Laura Freeman Laura Freeman

Chilling out

Plus: Matthew Ball is transformed into a sinuous aggressive menace in Matthew Bourne’s Swan Lake at Sadler’s Wells

issue 05 January 2019

The Royal Ballet’s Les Patineurs is January as you would wish it. No slush, no new-year sales, no streaming chest colds. Winter, as imagined by Frederick Ashton, is an eternal ice rink lit by Chinese lanterns hung from icing-sugar branches. Ashton’s choreography is ingenious. His dancers really do seem to glide, the boards of the stage to freeze. You believe completely that they are on skates, not slippers. The men wear sheepskin jackets, the women bonnets and polka-dot tulle. Sleigh bells ring and fresh flakes fall. The ensemble slip, slide and dance a skating conga. Fumi Kaneko and William Bracewell are a Torvill-and-Dean dream in the pas de deux. Kaneko is light, flowing, sweetly flustered as her partner tips her upside-down. Yuhui Choe and Anna Rose O’Sullivan are marvels of precision and balance. Choe’s thousand-and-one spins are done with consummate control.

Marcelino Sambé, powerfully charismatic in The Nutcracker, is here the snowiest of show-off skaters. He is not tall but achieves extraordinary height in his springboard leaps and bounds. He dances with a spirit of mischief, the boy who’ll always throw the first snowball. His final series of pirouettes are a feat of physics. On a bleak midwinter night, Les Patineurs is a pleasure.

Kenneth MacMillan’s Winter Dreams is a gloomier affair. The tale is a loose adaptation of Chekhov’s Three Sisters danced by Marianela Nunez as Masha, Itziar Mendizabal as Olga and Yasmine Naghdi as impetuous Irina. After the prettiness of Les Patineurs, Winter Dreams plays out drably against a backdrop of billiard baize with the sisters in shades of sackcloth and dish mop. The storytelling, to a score by Tchaikovsky, is subtle, unhurried, intelligent, but the choreography so pushes and shoves the sisters that they become sad and solemn dolls. They are passed back and forth by their partners, manipulated and constrained. The performance opens with the maid (Hannah Grennell) abused and cast aside by a group of soldiers and there is a sense all through of the female dancers surrounded and crowded by men.

Nunez and Naghdi are fine foils for one another. Nunez is modest, yielding, womanly; Nagdhi flirtatious, capricious, unsure. She flinches when she is kissed and slaps her suitor in return. Thiago Soares as Lt Colonel Vershinin swaggers, then softens, then stiffens his resolve. It is a nuanced and convincing performance. The ‘Farewell’ pas de deux between Nunez and Soares is danced with a sense of tender tragedy. There are no hysterics, no weeping, no wailing. Their love is not a tempest but a sudden cloudburst of passion, submission and loss. When Vershinin leaves and Masha collapses, Nunez sinks to the floor like a body without bones.

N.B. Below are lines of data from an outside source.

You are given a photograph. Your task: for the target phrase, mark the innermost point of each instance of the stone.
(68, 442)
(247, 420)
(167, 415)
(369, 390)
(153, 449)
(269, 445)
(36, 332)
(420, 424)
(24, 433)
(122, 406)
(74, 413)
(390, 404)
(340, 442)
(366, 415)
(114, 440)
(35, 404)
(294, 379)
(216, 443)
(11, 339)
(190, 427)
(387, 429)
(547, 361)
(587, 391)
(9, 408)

Welcome light relief, then, in The Concert, Jerome Robbins’s jeu d’esprit to music by Chopin. Against a front cloth by Saul Steinberg, a company of concert-goers act a gorgeous farce. Lauren Cuthbertson is lovely as the dreamy fangirl so attached to the maestro’s grand piano that she remains sitting suspended, toes en pointe, when a member of the audience steals her chair. In her leotard and straw hat she gives a routine that is part Jane Fonda and part Kate Bush at her ‘Wuthering Heights’ worst. Only a brilliant dancer could make a klutz so irresistible. Laura Morera and Nehemiah Kish are wittily matched as a virago and her hen-pecked dancing partner. The ‘Mistake Waltz’ is a riotous send-up of the corps de ballet, each girl hopelessly out of time, sync and sympathy. The Concert ends with the corps and principals transformed into butterflies and pursued by a piano-playing lepidopterist with a very large net. Never have I laughed so much at the Opera House.

More metamorphosis at Sadler’s Wells, where Matthew Bourne’s Swan Lake returns. Yes, the chaps in feathered chaps are back. Liam Mower is the disenchanted Prince and Matthew Ball, lent by the Royal Ballet, is the Swan. It is an uncanny transformation. He is sinuous and aggressive, his neck long and flexing in a performance of swaggering verve and avian menace. He is malevolence in leather trousers as he enslaves the women of the court and torments the Prince. You can see Ball relishing playing bad. The all-male corps de ballet still surprise and the dance of the cygnets is charming and just camp enough. The trouble, though, with inviting a classical dancer to join a contemporary company is that Ball’s technical brilliance begins to make the others look a little like ugly ducklings.